The world’s five richest men doubled their fortunes from 2020 to now, while nearly five billion people globally became poorer in the same period, a report by non-governmental organisation Oxfam International said on Monday.

The organisation also noted that India, in particular, faces “rising industrial concentration”, especially in the hands of the country’s top five firms.

The report, titled, “Inequality Inc”, was published ahead of the annual World Economic Forum meeting in Switzerland’s Davos – in which political leaders, corporate executives and economists will participate.

In this backdrop, the NGO said that billionaires are now 34% richer than they were at the beginning of the decade, with their wealth growing three times as fast as the rate of inflation. The report predicted that the world will have its first trillionaire within this decade.

American businessman and founder of e-commerce company Amazon, Jeff Bezos, who is one of the world’s richest men, increased his fortune of $167.4 billion (Rs 13.8 lakh crore) by $32.7 billion (Rs 2.71 lakh crore) since 2020, the report said.

In recent years, Amazon has faced allegations of allowing an unhealthy working environment and preventing unionisation by workers to stop them from demanding better working conditions.

The Oxfam report said that the world’s richest 1% individuals own 43% of all global financial assets. Further, the world’s richest 1% emit as much carbon pollution as the poorest two-thirds of humanity, it said.

“We are living through what appears to be the start of a decade of division: in just three years, we have experienced a global pandemic, war, a cost-of-living crisis and climate breakdown,” Oxfam said. “Each crisis has widened the gulf – not so much between the rich and people living in poverty, but between an oligarchic few and the vast majority.”

The NGO said that on the other hand, the wages of 79.1 crore workers failed to keep up with inflation in the past two years. As a result, workers lost $1.5 trillion, or Rs 124 lakh crore, in this period, it calculated.

In order to illustrate how privatisation drives inequalities, Oxfam noted that Dalits in India “face high and unaffordable out-of-pocket fees in the private healthcare sector, financial exclusion in the private education sector; and overt discrimination in both”.

The organisation also said that India – along with Kenya, Nigeria and Uganda – was among the countries where private healthcare providers were pushing people into poverty.

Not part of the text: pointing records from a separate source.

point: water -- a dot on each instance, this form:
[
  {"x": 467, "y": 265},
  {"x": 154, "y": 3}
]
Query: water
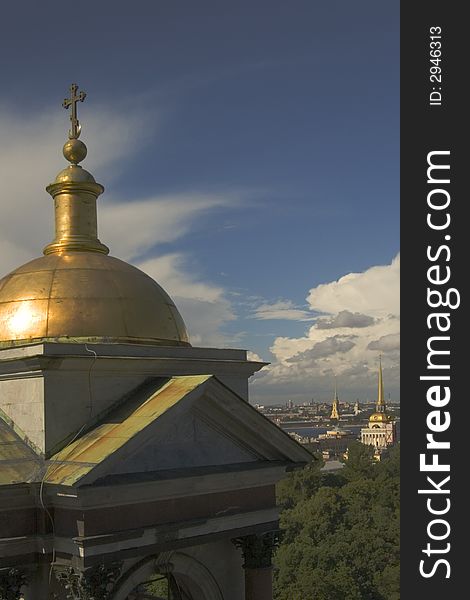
[{"x": 314, "y": 432}]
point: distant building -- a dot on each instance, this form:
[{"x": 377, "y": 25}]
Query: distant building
[{"x": 381, "y": 431}]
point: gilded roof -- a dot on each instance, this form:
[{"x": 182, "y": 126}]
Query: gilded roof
[
  {"x": 18, "y": 462},
  {"x": 77, "y": 459},
  {"x": 76, "y": 292},
  {"x": 86, "y": 296}
]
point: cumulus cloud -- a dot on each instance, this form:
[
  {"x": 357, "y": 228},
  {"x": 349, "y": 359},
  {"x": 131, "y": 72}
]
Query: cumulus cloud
[
  {"x": 360, "y": 317},
  {"x": 373, "y": 292},
  {"x": 331, "y": 345},
  {"x": 386, "y": 343},
  {"x": 345, "y": 318}
]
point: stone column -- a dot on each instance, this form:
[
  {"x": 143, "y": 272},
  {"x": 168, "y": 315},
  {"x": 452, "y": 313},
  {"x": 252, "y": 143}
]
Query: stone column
[
  {"x": 93, "y": 583},
  {"x": 257, "y": 552}
]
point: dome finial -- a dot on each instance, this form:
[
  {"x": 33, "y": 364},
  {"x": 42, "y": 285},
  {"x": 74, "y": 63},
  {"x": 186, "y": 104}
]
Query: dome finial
[
  {"x": 74, "y": 133},
  {"x": 74, "y": 150},
  {"x": 75, "y": 192}
]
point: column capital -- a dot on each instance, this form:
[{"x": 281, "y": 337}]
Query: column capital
[{"x": 257, "y": 549}]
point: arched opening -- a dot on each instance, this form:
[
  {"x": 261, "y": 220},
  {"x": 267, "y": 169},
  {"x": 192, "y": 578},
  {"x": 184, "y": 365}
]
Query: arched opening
[
  {"x": 169, "y": 576},
  {"x": 162, "y": 586}
]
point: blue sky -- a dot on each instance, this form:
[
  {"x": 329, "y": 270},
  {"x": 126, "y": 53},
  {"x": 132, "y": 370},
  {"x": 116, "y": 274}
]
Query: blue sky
[{"x": 269, "y": 130}]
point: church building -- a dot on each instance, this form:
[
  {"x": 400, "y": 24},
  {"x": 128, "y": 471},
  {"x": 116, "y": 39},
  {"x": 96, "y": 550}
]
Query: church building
[
  {"x": 132, "y": 465},
  {"x": 381, "y": 432}
]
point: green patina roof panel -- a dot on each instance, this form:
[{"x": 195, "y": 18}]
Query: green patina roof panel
[
  {"x": 18, "y": 462},
  {"x": 77, "y": 459}
]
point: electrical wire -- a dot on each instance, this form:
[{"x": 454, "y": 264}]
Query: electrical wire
[{"x": 48, "y": 472}]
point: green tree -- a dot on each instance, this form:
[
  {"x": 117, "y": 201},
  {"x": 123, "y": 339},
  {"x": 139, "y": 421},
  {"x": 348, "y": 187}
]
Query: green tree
[{"x": 341, "y": 540}]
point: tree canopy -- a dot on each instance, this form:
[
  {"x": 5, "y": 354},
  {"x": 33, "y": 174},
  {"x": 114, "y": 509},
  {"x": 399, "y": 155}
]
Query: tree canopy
[{"x": 340, "y": 531}]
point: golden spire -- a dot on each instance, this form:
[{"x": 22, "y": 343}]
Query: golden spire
[
  {"x": 335, "y": 407},
  {"x": 75, "y": 192},
  {"x": 381, "y": 407}
]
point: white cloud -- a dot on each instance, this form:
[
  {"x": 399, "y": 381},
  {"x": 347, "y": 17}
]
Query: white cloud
[
  {"x": 374, "y": 292},
  {"x": 31, "y": 159},
  {"x": 203, "y": 306},
  {"x": 281, "y": 310},
  {"x": 361, "y": 318},
  {"x": 345, "y": 318},
  {"x": 155, "y": 221}
]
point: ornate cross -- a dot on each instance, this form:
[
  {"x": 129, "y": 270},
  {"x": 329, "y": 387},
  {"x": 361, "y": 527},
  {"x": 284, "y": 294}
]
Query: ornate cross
[{"x": 72, "y": 101}]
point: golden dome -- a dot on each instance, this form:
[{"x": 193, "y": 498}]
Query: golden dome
[
  {"x": 86, "y": 296},
  {"x": 379, "y": 418},
  {"x": 76, "y": 292}
]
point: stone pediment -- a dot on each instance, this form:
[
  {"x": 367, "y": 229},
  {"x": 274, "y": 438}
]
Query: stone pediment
[{"x": 182, "y": 423}]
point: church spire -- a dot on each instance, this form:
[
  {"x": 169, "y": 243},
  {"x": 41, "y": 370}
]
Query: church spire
[
  {"x": 75, "y": 192},
  {"x": 380, "y": 406},
  {"x": 335, "y": 407}
]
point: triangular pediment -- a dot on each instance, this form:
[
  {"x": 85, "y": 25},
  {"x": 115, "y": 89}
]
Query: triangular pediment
[{"x": 184, "y": 423}]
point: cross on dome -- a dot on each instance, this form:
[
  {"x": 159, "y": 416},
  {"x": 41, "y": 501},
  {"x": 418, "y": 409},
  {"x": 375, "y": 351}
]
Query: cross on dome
[{"x": 74, "y": 132}]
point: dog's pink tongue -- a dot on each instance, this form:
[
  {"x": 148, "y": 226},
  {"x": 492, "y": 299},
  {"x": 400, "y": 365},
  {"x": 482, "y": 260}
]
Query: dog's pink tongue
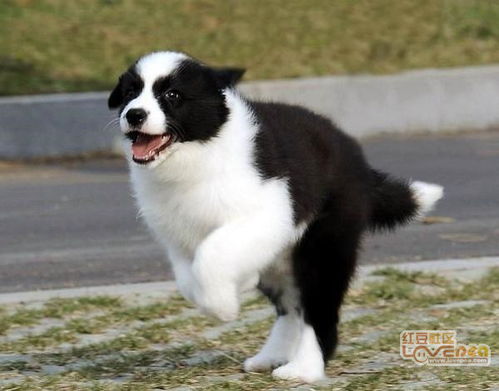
[{"x": 146, "y": 144}]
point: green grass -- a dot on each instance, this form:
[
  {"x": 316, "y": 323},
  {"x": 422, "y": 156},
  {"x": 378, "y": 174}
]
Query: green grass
[
  {"x": 55, "y": 308},
  {"x": 59, "y": 45},
  {"x": 156, "y": 353}
]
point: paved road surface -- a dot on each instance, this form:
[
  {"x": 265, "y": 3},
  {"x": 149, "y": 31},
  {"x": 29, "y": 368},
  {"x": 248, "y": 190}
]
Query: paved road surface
[{"x": 75, "y": 224}]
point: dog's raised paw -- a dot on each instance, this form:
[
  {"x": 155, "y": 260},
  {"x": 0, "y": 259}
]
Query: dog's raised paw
[{"x": 299, "y": 371}]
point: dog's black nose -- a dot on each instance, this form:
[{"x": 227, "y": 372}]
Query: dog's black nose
[{"x": 136, "y": 116}]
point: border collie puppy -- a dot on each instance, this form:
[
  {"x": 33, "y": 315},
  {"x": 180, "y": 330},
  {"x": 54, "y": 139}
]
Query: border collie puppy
[{"x": 246, "y": 194}]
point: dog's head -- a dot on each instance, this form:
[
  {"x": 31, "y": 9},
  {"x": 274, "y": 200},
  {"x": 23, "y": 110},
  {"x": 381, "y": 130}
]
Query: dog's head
[{"x": 167, "y": 98}]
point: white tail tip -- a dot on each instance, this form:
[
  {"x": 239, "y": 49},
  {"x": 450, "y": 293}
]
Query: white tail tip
[{"x": 427, "y": 195}]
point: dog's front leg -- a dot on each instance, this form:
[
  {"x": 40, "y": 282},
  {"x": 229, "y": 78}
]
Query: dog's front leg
[{"x": 231, "y": 256}]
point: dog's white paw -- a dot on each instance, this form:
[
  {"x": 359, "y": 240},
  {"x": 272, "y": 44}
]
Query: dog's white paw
[
  {"x": 299, "y": 371},
  {"x": 263, "y": 362}
]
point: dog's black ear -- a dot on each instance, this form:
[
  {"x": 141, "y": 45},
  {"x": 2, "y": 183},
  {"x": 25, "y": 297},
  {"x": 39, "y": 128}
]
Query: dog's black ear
[
  {"x": 116, "y": 98},
  {"x": 227, "y": 77}
]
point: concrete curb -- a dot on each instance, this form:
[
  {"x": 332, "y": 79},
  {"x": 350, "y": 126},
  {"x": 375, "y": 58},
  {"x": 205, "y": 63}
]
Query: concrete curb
[
  {"x": 424, "y": 100},
  {"x": 168, "y": 287}
]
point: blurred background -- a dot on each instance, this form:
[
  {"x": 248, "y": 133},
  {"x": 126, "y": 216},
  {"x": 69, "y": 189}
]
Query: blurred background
[
  {"x": 59, "y": 46},
  {"x": 415, "y": 81}
]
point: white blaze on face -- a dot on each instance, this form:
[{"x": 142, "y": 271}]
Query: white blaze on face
[{"x": 151, "y": 68}]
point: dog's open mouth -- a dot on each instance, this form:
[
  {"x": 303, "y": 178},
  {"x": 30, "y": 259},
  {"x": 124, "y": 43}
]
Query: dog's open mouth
[{"x": 147, "y": 147}]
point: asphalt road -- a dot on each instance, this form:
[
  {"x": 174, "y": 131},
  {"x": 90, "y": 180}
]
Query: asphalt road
[{"x": 75, "y": 224}]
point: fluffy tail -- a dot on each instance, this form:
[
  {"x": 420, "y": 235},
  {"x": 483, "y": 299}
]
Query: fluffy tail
[{"x": 395, "y": 201}]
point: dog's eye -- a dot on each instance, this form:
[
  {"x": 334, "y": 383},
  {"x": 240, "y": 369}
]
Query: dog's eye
[
  {"x": 129, "y": 93},
  {"x": 172, "y": 95}
]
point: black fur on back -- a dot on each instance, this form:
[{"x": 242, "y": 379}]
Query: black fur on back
[{"x": 334, "y": 190}]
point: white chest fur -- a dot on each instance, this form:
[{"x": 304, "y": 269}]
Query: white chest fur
[{"x": 203, "y": 186}]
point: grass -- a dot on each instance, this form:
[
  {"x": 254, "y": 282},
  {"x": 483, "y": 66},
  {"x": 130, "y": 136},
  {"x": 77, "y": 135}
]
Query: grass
[
  {"x": 58, "y": 45},
  {"x": 161, "y": 353}
]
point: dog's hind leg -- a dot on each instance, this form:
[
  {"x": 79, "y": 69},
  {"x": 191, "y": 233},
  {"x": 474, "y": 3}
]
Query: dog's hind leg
[{"x": 324, "y": 262}]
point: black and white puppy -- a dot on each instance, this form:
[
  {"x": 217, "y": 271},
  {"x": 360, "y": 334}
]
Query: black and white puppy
[{"x": 246, "y": 194}]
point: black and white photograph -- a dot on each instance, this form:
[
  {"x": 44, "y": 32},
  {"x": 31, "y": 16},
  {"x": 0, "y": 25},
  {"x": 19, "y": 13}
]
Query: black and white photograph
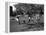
[{"x": 26, "y": 17}]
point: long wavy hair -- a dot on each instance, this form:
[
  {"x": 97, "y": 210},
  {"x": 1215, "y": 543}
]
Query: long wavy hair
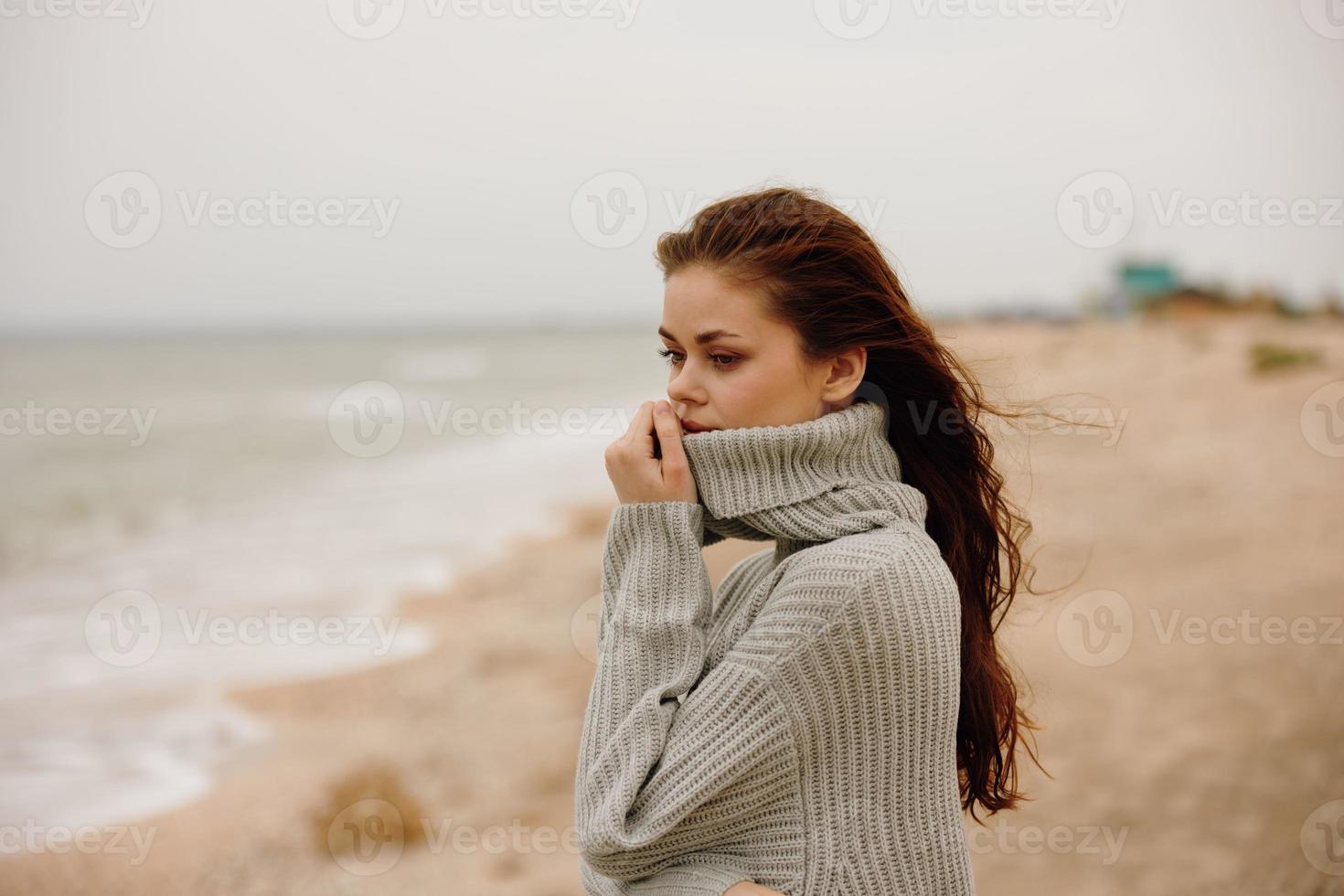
[{"x": 826, "y": 277}]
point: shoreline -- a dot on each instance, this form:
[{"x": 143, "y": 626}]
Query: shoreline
[
  {"x": 1211, "y": 501},
  {"x": 398, "y": 727}
]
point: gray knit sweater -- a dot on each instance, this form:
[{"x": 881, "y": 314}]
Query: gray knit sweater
[{"x": 797, "y": 729}]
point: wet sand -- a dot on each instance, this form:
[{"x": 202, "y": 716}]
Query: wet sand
[{"x": 1189, "y": 750}]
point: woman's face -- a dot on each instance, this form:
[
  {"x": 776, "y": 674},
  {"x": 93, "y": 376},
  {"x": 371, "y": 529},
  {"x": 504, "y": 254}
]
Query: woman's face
[{"x": 749, "y": 371}]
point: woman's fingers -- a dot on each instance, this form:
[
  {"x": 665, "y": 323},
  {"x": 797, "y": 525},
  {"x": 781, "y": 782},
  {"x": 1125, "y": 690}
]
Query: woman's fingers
[
  {"x": 641, "y": 429},
  {"x": 669, "y": 435}
]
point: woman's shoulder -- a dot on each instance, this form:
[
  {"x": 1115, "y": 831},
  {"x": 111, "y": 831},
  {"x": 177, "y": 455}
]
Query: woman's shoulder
[{"x": 889, "y": 564}]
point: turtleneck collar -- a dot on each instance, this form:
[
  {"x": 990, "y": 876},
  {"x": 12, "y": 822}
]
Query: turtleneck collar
[{"x": 803, "y": 483}]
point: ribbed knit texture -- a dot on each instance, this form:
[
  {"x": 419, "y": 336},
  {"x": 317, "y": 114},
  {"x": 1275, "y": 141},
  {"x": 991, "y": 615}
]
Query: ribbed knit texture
[{"x": 798, "y": 730}]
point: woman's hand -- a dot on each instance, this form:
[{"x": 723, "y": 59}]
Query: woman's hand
[
  {"x": 748, "y": 888},
  {"x": 636, "y": 473}
]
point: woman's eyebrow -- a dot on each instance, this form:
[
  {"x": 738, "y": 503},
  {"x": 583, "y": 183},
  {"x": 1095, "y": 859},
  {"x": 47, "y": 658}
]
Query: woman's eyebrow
[{"x": 707, "y": 336}]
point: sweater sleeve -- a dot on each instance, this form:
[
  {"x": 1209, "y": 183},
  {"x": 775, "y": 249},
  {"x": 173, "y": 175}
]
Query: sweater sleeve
[{"x": 660, "y": 738}]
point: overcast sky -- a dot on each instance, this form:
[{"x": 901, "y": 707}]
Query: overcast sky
[{"x": 314, "y": 164}]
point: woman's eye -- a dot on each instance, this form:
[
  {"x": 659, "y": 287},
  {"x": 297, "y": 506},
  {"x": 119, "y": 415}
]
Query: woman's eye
[{"x": 720, "y": 360}]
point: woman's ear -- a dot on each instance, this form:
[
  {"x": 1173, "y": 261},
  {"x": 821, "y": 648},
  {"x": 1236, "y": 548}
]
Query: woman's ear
[{"x": 846, "y": 375}]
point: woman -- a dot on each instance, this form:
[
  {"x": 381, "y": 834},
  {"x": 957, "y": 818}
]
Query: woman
[{"x": 818, "y": 726}]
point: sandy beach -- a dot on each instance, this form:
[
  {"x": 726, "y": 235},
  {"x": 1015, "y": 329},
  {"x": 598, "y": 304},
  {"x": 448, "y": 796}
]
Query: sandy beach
[{"x": 1198, "y": 750}]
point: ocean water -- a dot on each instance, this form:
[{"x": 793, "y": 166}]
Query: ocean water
[{"x": 187, "y": 516}]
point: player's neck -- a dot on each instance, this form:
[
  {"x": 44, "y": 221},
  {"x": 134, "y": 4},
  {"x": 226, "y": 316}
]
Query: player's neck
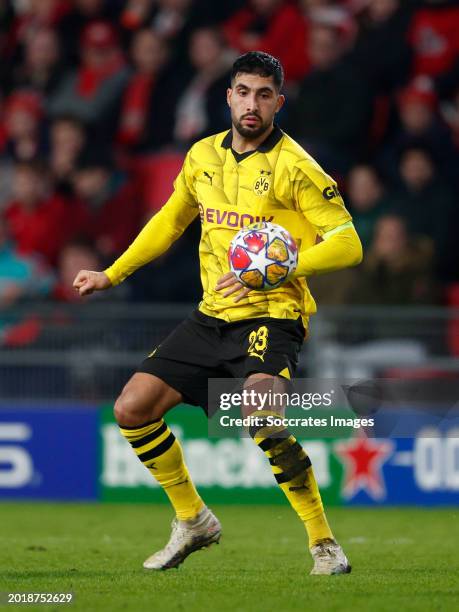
[{"x": 242, "y": 145}]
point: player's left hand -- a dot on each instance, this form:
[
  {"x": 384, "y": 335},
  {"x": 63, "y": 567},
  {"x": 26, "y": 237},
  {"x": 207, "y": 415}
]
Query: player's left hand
[{"x": 232, "y": 285}]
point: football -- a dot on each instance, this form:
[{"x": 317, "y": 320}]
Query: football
[{"x": 263, "y": 255}]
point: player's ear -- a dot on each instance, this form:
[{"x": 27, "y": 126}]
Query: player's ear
[{"x": 280, "y": 102}]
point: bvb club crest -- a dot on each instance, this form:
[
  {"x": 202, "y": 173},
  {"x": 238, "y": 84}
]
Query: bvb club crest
[{"x": 263, "y": 183}]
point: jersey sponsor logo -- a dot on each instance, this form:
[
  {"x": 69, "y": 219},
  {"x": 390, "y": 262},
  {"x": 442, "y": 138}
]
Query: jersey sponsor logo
[
  {"x": 229, "y": 218},
  {"x": 263, "y": 183},
  {"x": 331, "y": 192}
]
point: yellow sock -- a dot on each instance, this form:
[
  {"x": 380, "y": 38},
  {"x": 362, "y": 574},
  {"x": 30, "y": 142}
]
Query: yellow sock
[
  {"x": 161, "y": 453},
  {"x": 293, "y": 472}
]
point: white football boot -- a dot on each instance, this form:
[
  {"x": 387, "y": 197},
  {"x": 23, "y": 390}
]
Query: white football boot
[
  {"x": 329, "y": 559},
  {"x": 186, "y": 537}
]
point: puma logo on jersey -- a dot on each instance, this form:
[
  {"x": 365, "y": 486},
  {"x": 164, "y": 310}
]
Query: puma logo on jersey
[
  {"x": 262, "y": 184},
  {"x": 331, "y": 192},
  {"x": 209, "y": 176}
]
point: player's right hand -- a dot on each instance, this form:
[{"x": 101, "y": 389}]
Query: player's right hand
[{"x": 88, "y": 281}]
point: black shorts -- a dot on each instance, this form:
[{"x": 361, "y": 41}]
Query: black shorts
[{"x": 203, "y": 347}]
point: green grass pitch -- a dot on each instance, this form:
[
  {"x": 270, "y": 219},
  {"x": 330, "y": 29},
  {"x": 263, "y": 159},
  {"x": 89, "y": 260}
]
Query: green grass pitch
[{"x": 403, "y": 559}]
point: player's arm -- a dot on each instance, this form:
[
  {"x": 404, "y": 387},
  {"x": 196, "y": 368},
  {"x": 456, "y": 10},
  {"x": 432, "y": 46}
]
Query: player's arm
[
  {"x": 156, "y": 237},
  {"x": 323, "y": 207}
]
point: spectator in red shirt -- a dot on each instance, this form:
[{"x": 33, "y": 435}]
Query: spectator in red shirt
[
  {"x": 93, "y": 92},
  {"x": 113, "y": 207},
  {"x": 274, "y": 26},
  {"x": 201, "y": 108},
  {"x": 434, "y": 38},
  {"x": 40, "y": 69},
  {"x": 37, "y": 14},
  {"x": 22, "y": 115},
  {"x": 40, "y": 221},
  {"x": 67, "y": 140}
]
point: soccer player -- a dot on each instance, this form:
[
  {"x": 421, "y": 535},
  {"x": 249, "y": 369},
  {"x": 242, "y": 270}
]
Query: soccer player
[{"x": 231, "y": 179}]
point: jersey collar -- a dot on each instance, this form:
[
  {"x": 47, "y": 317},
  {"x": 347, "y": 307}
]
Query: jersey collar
[{"x": 268, "y": 143}]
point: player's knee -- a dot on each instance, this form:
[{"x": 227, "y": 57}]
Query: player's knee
[{"x": 129, "y": 410}]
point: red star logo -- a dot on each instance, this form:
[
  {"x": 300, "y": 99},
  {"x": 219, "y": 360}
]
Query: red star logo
[{"x": 363, "y": 459}]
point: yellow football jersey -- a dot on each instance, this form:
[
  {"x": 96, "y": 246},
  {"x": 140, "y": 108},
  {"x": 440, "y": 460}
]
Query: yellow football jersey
[{"x": 278, "y": 182}]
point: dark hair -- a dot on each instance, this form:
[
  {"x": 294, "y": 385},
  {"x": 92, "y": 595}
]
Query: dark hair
[{"x": 258, "y": 62}]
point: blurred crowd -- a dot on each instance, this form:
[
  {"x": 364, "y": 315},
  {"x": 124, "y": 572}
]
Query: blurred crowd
[{"x": 100, "y": 99}]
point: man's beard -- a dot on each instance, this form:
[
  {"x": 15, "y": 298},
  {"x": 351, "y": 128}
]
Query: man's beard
[{"x": 251, "y": 133}]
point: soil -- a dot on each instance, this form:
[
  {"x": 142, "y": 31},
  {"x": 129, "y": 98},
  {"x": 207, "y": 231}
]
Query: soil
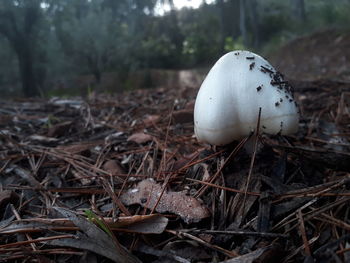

“In India, where the private healthcare sector is now worth US$236bn [Rs 19.55 lakh crore] and rising rapidly, the World Bank’s private sector arm, the International Finance Corporation [IFC], has directly invested over half a billion dollars in some of the country’s largest corporate hospital chains owned by some of its richest billionaires,” the report noted.

Oxfam said, however, that as of June, the International Finance Corporation had not published even a single evaluation of its health projects in the country since they began 25 years ago.